A poem that illustrates the fine lines of existence

Madron Workhouse
EXISTENTIAL COBBLERS
My great-great-great grandfather was a cobbler
In the fishing village of Newlyn, Cornwall.
His son, a stone mason, married and moved away.
Like they do…like they still do now.
First to Penzance…just two miles along the coast
And then to Camborne some fifteen miles up the A30
(Was the A30 even a thing then back in 1858?)
So, in Camborne he dies…leaving a wife and three children.
No financial assistance back then so she has to get a job
Up country…like so many Cornish widows before and after her.
She became housekeeper for a respectable gent;
By chance a master shoemaker, no mere cobbler, he.
But there was no room for her three young children,
Who were put in the workhouse in Madron, Penzance.
The story has a happy ending because the Cornish maid
Married the master shoemaker…thirty years her senior
And thankfully, brought her three children up to Settle.
That’s the place in Yorkshire, not the state of being.

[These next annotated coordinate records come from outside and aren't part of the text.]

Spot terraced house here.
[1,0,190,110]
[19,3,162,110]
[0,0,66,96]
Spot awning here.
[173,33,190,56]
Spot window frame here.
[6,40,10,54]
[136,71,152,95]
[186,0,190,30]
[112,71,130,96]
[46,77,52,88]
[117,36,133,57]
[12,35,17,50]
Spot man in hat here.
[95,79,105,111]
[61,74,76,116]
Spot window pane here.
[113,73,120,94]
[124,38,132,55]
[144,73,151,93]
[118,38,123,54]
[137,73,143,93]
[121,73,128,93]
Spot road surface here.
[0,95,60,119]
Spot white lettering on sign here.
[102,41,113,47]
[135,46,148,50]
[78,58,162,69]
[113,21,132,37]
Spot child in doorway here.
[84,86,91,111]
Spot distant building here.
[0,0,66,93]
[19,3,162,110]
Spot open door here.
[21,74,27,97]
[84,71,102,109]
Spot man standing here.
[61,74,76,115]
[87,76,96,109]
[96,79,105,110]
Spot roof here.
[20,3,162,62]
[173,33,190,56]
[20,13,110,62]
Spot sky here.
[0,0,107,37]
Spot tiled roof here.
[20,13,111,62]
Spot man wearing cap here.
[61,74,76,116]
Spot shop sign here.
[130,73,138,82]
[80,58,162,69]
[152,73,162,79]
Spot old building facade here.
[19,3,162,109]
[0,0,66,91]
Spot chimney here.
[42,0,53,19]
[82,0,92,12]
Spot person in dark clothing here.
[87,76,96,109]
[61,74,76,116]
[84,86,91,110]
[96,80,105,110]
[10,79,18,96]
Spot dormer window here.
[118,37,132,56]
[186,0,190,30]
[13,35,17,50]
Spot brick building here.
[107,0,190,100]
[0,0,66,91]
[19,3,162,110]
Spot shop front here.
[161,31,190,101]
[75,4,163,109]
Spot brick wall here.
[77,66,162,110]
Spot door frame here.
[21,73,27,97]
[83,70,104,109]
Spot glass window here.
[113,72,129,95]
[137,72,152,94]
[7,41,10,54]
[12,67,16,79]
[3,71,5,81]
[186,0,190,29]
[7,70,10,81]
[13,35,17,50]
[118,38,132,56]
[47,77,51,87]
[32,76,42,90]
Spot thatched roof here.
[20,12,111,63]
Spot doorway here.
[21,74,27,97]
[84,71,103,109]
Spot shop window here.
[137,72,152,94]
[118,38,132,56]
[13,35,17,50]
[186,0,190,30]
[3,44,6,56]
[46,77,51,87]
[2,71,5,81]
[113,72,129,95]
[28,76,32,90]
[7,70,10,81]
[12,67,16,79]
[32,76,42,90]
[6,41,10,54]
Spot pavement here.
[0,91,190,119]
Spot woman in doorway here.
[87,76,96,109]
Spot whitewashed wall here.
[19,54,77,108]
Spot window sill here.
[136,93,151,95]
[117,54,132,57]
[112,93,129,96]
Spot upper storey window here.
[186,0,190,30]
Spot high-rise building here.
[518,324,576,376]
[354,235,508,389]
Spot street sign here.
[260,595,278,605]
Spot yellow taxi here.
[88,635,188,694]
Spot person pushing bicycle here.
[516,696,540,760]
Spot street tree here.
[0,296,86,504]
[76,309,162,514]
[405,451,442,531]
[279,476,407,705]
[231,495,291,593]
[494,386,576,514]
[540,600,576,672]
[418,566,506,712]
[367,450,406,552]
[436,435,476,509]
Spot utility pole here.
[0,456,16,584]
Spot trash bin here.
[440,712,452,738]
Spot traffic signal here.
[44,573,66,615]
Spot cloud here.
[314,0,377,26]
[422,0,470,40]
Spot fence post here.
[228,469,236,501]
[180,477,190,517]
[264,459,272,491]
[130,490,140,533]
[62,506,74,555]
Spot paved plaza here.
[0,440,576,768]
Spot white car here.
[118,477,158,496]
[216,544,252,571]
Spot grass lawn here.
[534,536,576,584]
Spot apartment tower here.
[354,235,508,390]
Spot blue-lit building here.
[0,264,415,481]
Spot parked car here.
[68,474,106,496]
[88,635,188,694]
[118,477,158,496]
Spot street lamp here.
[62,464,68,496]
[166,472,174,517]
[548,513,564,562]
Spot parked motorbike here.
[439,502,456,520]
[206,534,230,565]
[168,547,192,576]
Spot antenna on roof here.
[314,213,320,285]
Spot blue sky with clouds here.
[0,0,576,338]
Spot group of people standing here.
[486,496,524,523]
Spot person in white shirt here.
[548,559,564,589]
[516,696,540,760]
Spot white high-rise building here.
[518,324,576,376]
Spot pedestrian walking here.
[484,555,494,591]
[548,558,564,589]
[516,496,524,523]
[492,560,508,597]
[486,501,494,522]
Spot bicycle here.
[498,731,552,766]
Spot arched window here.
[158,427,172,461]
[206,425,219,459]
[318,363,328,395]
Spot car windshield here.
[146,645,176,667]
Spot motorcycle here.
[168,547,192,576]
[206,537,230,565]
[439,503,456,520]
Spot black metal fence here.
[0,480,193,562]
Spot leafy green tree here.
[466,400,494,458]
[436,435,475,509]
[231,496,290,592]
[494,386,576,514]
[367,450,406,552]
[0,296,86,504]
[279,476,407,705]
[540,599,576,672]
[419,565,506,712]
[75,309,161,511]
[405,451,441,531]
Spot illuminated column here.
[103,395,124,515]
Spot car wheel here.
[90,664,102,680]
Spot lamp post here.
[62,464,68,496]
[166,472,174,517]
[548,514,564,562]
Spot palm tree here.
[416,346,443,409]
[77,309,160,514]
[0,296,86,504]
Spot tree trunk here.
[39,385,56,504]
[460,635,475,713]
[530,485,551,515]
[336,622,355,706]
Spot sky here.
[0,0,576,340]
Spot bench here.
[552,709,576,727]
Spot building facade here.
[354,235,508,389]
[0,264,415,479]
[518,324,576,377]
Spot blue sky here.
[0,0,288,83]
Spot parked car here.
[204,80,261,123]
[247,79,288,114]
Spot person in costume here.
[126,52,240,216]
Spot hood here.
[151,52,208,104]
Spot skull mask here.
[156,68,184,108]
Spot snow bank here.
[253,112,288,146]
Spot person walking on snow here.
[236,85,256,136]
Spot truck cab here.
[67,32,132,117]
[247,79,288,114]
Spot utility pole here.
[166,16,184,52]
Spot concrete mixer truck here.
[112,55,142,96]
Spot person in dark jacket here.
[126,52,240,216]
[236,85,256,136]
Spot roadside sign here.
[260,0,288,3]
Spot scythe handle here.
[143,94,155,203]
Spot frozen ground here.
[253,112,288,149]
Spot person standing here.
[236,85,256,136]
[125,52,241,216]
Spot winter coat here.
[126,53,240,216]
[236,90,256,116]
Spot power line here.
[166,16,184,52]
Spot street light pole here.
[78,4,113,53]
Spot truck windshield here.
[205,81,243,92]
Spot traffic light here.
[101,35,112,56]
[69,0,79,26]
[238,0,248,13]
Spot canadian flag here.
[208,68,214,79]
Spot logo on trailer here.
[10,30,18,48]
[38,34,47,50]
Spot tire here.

I can’t help wondering…about those three children
Feeling scared and abandoned in the workhouse;
Christened as a job lot at St Maddern’s church.
What if their mother had not come back for them?
They would have lived very different lives, I’m sure
And, you know what? I wouldn’t be here to tell you about it.
©gray lightfoot

As they say in Germany: Wie schön das du geboren bist, sonst hätten wir dich sehr vermisst.